Short Story Collections:
1. Tilism E Khayal
2. Ekk Tawaef Ka Khat
3. Nazaray
4. Hawai Qilay
5. Ghunghat Mein Gori Jalay
6. Tootay Hue Taaray
7. Zindagi Ke Mor Per
8. Naghmay Ki Maut
9. Purane Khuda
10. Ann Daata
11. Teen Ghunday
12. Hum Wahshi Hain
13. Ajanta Se Aagay
14. Ek Girja Ek Khandaq
15. Samunder Door Hai
16. Shikast Ke Baad
17. Naye Ghulam
18. Main Intezaar Karunga
19. Mazaahiya Afsaanay
20. Ek Rupiya Ek Phool
21. Eucalyptus Ki Daali
22. Hydrogen Bomb Ke Baad
23. Naye Afsaanay (1943)
24. Kaab Ka Kafan
25. Dil Kisi Ka Dost Nahi (1959)
26. Muskuraane Waaliyan
27. Krishn Chander Ke Afsaanay
28. Sapnon Ka Qaidi
29. Miss Nanital
30. DaswaaN Pul (1964)
31. Gulshan Gulshan Dhundha Tujhko
32. Aadhe Ghante Ka Khuda
33. Uljhi Larki Kaalay Baal (1970)
34. Kaloo Bhangi

==Filmography==
- Dharti Ke Lal (1946) — story
- Andolan (1951) — screenplay and story
- Tamasha (1952) — dialogue
- Dev Anand in Goa (1955) — screenplay and dialogue
- Do Phool (1958) — dialogue
- Delhi Junction (1960) — dialogue
- Mamta (1966) — dialogues
- Sharafat (1970) — screenplay and dialogue
- Do Chor (1972) — dialogue
- Manchali (1973) — dialogue
- Hamrahi (1974) — story and dialogue writer
- Ram Bharose (1977) — dialogue

==Personal life and legacy==
Krishan Chander Chopra had married twice.

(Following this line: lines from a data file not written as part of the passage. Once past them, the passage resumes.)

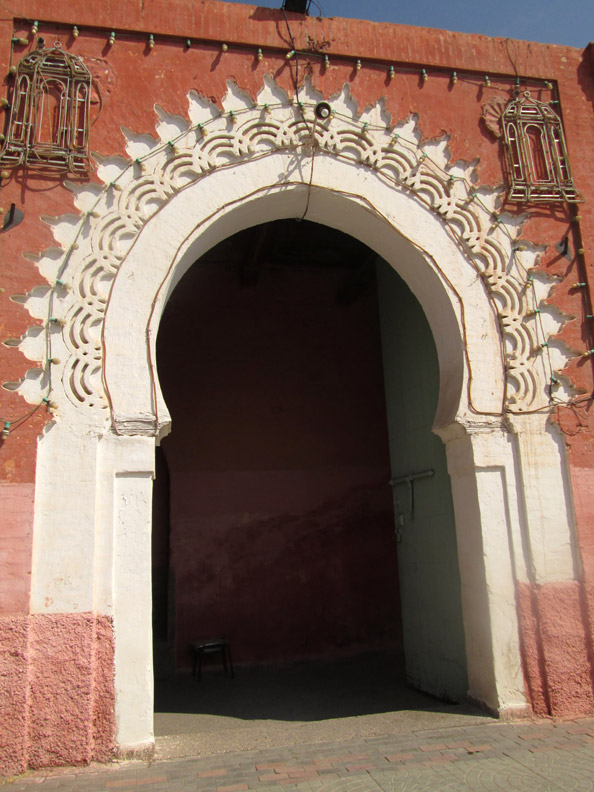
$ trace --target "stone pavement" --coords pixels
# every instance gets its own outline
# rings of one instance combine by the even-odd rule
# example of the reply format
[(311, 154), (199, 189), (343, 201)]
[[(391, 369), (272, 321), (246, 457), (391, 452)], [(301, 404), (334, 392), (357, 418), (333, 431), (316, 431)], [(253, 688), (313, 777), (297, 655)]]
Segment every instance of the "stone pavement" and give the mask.
[(588, 792), (594, 719), (427, 729), (203, 758), (38, 771), (7, 792)]

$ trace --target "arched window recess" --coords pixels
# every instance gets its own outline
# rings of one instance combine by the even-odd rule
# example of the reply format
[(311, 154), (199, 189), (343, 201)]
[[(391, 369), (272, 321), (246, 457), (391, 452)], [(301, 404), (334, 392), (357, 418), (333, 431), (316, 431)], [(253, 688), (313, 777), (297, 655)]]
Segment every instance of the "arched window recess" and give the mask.
[(501, 116), (509, 162), (509, 201), (582, 200), (571, 176), (560, 117), (528, 91), (514, 96)]
[(87, 173), (91, 80), (82, 59), (64, 52), (59, 42), (22, 58), (2, 165)]

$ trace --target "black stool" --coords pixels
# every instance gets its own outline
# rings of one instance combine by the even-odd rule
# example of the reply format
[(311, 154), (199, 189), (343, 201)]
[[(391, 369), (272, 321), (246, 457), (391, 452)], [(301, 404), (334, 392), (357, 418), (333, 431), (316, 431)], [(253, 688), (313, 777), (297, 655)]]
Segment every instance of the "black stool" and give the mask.
[(194, 654), (192, 676), (196, 676), (196, 667), (198, 667), (198, 682), (200, 682), (202, 678), (202, 658), (206, 654), (215, 654), (215, 652), (220, 652), (221, 654), (225, 674), (230, 671), (231, 677), (235, 677), (233, 673), (233, 661), (231, 660), (231, 647), (226, 638), (208, 638), (205, 641), (196, 641), (191, 646)]

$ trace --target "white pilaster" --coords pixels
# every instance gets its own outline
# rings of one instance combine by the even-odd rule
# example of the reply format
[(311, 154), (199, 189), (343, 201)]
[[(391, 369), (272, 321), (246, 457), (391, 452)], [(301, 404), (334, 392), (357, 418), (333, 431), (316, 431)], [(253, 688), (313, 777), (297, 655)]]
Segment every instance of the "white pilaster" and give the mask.
[(578, 577), (575, 524), (565, 443), (548, 415), (510, 418), (517, 446), (528, 564), (537, 584)]
[(153, 736), (151, 512), (154, 439), (103, 441), (102, 498), (113, 503), (116, 742), (150, 748)]
[(456, 516), (468, 692), (500, 715), (520, 714), (528, 707), (516, 611), (513, 445), (497, 425), (452, 426), (440, 434)]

His first wife was Vidyawati Chopra, a lady from a decent family belonging to his own Khatri community, and the match was arranged by their families in the usual Indian way. They had three children together, two daughters and one son.

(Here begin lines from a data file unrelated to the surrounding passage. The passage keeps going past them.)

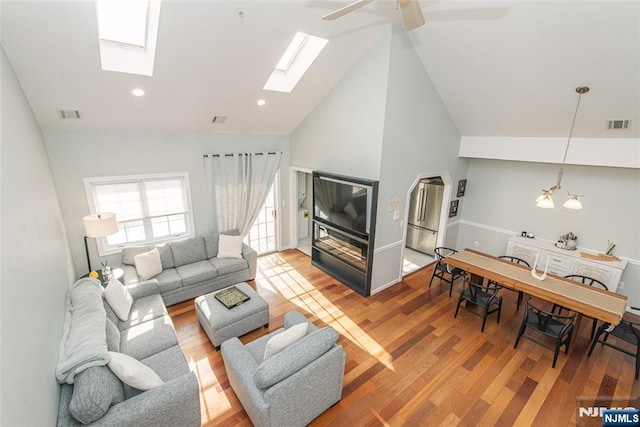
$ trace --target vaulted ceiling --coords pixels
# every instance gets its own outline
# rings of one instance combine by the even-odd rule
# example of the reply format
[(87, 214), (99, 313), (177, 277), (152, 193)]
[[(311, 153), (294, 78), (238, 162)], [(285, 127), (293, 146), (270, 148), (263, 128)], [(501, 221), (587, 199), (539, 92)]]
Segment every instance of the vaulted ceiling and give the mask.
[[(566, 136), (587, 85), (574, 136), (640, 137), (639, 2), (419, 2), (426, 23), (408, 37), (462, 135)], [(2, 0), (2, 46), (43, 129), (288, 134), (402, 26), (391, 0), (321, 19), (347, 4), (163, 0), (153, 77), (101, 70), (91, 0)], [(263, 90), (297, 31), (329, 43), (292, 93)], [(608, 119), (631, 128), (607, 131)]]

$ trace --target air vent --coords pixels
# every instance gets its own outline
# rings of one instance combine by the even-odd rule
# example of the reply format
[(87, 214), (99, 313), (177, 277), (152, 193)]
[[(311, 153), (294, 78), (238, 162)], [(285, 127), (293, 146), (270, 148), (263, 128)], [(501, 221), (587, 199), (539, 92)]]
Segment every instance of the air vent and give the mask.
[(607, 130), (629, 129), (631, 120), (607, 120)]
[(213, 120), (211, 120), (211, 123), (221, 125), (226, 121), (227, 121), (227, 116), (213, 116)]
[(58, 116), (64, 120), (81, 119), (80, 110), (58, 110)]

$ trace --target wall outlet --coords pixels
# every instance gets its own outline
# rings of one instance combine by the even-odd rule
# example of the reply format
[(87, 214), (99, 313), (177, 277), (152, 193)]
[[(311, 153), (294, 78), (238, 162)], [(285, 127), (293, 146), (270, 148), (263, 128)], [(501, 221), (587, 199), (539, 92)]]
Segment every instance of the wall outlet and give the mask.
[(473, 242), (473, 246), (475, 248), (479, 248), (480, 247), (480, 242), (478, 242), (477, 240), (475, 242)]
[(624, 282), (618, 282), (618, 289), (624, 288)]

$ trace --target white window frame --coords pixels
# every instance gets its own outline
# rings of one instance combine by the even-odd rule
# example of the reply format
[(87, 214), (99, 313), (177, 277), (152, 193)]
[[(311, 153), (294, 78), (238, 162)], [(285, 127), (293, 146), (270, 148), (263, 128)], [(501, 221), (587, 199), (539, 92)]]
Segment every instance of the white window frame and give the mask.
[[(169, 242), (175, 240), (176, 238), (188, 238), (195, 236), (195, 226), (193, 220), (193, 206), (191, 203), (191, 184), (189, 182), (189, 173), (188, 172), (173, 172), (173, 173), (159, 173), (159, 174), (144, 174), (144, 175), (122, 175), (122, 176), (105, 176), (105, 177), (91, 177), (91, 178), (83, 178), (84, 181), (84, 189), (87, 196), (87, 203), (89, 205), (89, 212), (92, 214), (98, 214), (101, 212), (97, 212), (96, 203), (93, 197), (93, 186), (95, 184), (125, 184), (128, 182), (141, 182), (141, 181), (151, 181), (151, 180), (159, 180), (159, 179), (182, 179), (184, 183), (184, 194), (185, 201), (187, 204), (187, 212), (185, 212), (185, 228), (186, 231), (184, 233), (178, 233), (170, 236), (165, 236), (161, 238), (151, 238), (145, 240), (139, 240), (136, 242), (125, 243), (120, 245), (108, 245), (106, 238), (98, 238), (96, 240), (96, 245), (98, 247), (98, 255), (106, 256), (113, 255), (122, 252), (122, 248), (127, 246), (147, 246), (147, 245), (158, 245), (164, 242)], [(144, 197), (144, 194), (143, 194)], [(151, 217), (145, 216), (144, 221), (147, 224), (147, 221), (150, 220)], [(116, 220), (118, 220), (116, 216)], [(120, 222), (120, 221), (118, 221)], [(125, 221), (123, 221), (125, 222)]]

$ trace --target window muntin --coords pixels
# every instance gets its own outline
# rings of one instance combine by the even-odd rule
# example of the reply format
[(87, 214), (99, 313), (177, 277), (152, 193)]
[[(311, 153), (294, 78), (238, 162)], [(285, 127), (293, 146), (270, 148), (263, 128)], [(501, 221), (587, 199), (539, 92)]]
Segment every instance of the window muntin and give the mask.
[(100, 255), (126, 245), (193, 235), (189, 176), (180, 174), (85, 178), (92, 213), (114, 212), (120, 230), (97, 239)]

Chander later took a second wife, and he was her second husband. This was a divorced Muslim woman, Salma Siddiqui, daughter of Rasheed Ahmed Siddiqi, an Urdu academic. Siddiqui was the mother of a son born of her earlier marriage, and the boy was raised in Chander's household. No children were born of the relationship between Chander and Siddiqui.

Krishan Chander died working at his desk in Mumbai on 8 March 1977. He had just started to write a satirical essay entitled Adab baray-e-Batakh (Literature for a duck), and wrote just one line Noorani ko bachpan hi se paltoo janwaron ka shauq tha. Kabootar, bandar, rang barangi chiriyaan… (since childhood Noorani was fond of pet animals such as pigeons, monkeys, multi-coloured birds…). Before he could complete the sentence, he succumbed to a massive heart attack.

A Fountain Park in the town of Poonch in Jammu and Kashmir has been renamed Krishan Chander Park, Poonch in his memory. His statue has also been erected in the middle of that garden.